¾ cup all-purpose flour
5 tablespoons confectioners' sugar
1 pinch salt
⅓ cup cold unsalted butter, cubed
1 egg yolk
3 tablespoons chopped pistachio nuts
2 teaspoons crushed dried rose petals

Nutrition Info

50.9 calories
carbohydrate: 4.9 g
cholesterol: 15.3 mg
fat: 3.2 g
fiber: 0.2 g
protein: 0.8 g
saturatedFat: 1.7 g
servingSize: -
sodium: 11.5 mg
sugar: 1.6 g
transFat: : -
unsaturatedFat: : -

Directions

  1. Combine flour, confectioners' sugar, and salt in a bowl.

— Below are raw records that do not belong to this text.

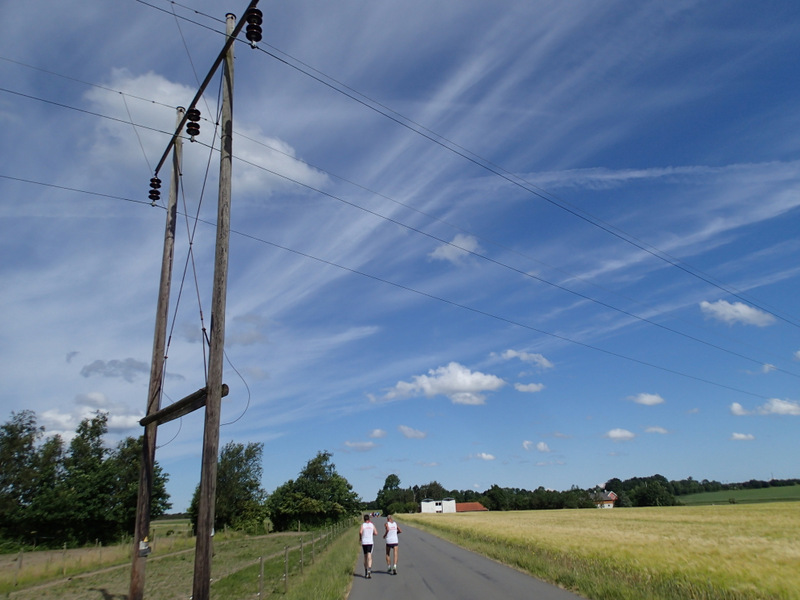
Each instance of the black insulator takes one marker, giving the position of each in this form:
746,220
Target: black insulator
255,17
253,33
155,185
254,20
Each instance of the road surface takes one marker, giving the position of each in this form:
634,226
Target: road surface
429,567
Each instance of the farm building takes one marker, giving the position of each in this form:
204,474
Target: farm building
449,505
433,506
605,500
469,507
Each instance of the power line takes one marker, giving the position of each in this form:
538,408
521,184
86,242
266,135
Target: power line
514,179
442,300
466,250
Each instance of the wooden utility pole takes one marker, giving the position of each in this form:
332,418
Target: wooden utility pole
208,476
140,545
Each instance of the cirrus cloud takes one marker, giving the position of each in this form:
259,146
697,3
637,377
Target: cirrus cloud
411,433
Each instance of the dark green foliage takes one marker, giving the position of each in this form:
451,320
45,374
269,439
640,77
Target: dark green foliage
50,495
318,497
240,498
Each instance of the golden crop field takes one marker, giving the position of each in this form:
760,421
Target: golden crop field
728,551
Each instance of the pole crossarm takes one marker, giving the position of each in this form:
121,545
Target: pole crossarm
180,408
206,81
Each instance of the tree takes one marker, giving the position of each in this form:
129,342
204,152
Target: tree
393,499
125,462
50,495
319,496
240,498
18,439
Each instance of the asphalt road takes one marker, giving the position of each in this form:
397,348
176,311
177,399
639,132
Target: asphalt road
429,567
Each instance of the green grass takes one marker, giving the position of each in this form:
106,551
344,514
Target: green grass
771,494
326,572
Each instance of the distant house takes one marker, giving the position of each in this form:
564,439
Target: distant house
605,499
449,505
438,506
469,507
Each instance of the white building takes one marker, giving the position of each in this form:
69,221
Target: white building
434,506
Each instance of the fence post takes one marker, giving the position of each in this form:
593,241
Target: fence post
261,577
286,569
19,568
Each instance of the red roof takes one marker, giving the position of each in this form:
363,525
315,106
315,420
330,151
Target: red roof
469,506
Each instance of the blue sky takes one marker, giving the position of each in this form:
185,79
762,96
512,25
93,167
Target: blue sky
481,242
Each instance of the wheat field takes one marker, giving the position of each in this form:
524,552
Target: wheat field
727,551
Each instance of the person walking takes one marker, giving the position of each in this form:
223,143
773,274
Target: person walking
365,534
392,543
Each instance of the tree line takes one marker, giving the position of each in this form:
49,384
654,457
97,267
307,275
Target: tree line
82,492
655,490
53,493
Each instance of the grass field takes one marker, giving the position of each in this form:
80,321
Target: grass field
772,494
730,552
236,569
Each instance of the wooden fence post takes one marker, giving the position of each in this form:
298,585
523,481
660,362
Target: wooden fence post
286,569
261,577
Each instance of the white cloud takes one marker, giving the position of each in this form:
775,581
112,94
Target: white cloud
647,399
738,312
656,429
738,410
537,360
620,435
775,406
128,369
360,446
457,250
529,387
455,381
411,433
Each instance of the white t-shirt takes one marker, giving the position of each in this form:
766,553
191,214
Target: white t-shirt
391,532
367,531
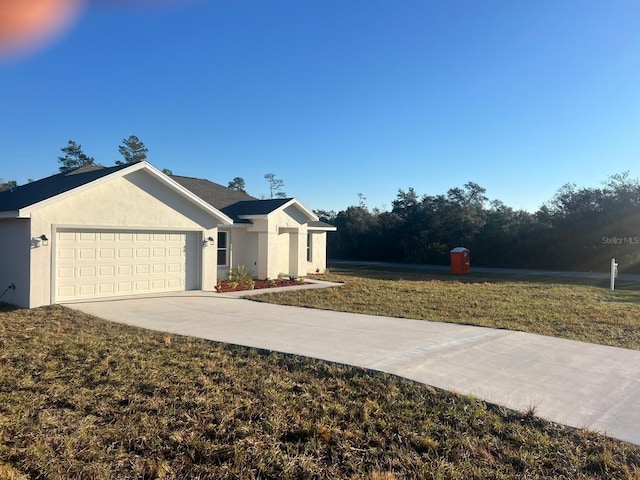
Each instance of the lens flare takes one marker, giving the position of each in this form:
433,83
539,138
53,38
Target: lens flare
26,25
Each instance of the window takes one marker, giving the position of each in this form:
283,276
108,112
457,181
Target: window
223,249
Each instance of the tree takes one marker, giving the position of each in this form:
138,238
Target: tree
237,184
133,150
275,186
8,185
74,157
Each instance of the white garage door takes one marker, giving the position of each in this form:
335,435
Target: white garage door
99,263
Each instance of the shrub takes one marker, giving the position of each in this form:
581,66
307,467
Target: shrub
241,276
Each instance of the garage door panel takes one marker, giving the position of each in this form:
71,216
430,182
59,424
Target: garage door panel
99,263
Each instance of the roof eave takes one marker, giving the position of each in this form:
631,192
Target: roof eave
301,206
323,229
27,210
12,214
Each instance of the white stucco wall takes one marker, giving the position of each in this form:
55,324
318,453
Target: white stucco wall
15,250
318,253
136,201
244,247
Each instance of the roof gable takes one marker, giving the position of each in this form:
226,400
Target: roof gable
32,195
49,187
213,193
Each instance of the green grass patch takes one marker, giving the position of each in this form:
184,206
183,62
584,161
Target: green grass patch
82,398
578,309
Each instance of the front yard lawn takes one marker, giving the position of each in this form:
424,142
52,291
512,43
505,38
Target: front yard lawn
578,309
82,398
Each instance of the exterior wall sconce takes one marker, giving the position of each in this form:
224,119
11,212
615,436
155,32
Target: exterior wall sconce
206,241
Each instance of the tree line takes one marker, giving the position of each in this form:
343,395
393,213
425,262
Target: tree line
579,229
133,150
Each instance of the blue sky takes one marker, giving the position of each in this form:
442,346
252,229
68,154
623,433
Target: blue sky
339,97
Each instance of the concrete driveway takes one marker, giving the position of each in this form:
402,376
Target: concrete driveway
574,383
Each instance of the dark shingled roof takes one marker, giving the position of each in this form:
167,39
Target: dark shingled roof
214,194
253,207
230,202
34,192
321,224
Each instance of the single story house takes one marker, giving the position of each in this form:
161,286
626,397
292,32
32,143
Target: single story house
131,229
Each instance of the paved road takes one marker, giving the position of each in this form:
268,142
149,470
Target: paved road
574,383
508,271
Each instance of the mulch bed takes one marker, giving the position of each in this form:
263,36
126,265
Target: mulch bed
224,286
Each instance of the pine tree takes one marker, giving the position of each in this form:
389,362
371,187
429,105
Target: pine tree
133,150
74,157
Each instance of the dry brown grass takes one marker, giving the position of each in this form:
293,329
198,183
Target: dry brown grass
81,398
578,309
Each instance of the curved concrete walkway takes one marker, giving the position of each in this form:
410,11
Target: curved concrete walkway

Add cubed butter and rub everything together until mixture resembles fine bread crumbs. Add egg yolk and combine until a solid ball of dough is formed. Work in pistachios and rose petals.

  2. Roll dough into a log, approximately 1 inch in diameter and 10 inches long. Wrap in plastic wrap and chill in the fridge for 2 hours, or up to 5 days if making ahead.

  3. Preheat the oven to 325 degrees F (165 degrees C). Line a baking sheet with parchment paper.

  4. Remove plastic wrap from dough once it's chilled and solid. Unwrap and slice into 1/4-inch rounds and place on the prepared baking sheet.

  5. Bake in the preheated oven until shortbread has a light golden color, about 15 minutes. Cool and store in an airtight container.

Recipe Yield

24 cookies

Recipe Note

I don't think you will find a prettier version of shortbread than this. Flecked with specks of green pistachio and pink rose petals, it's easy to make yet gorgeously impressive. Dried rose petals can be found online or in specialty spice shops.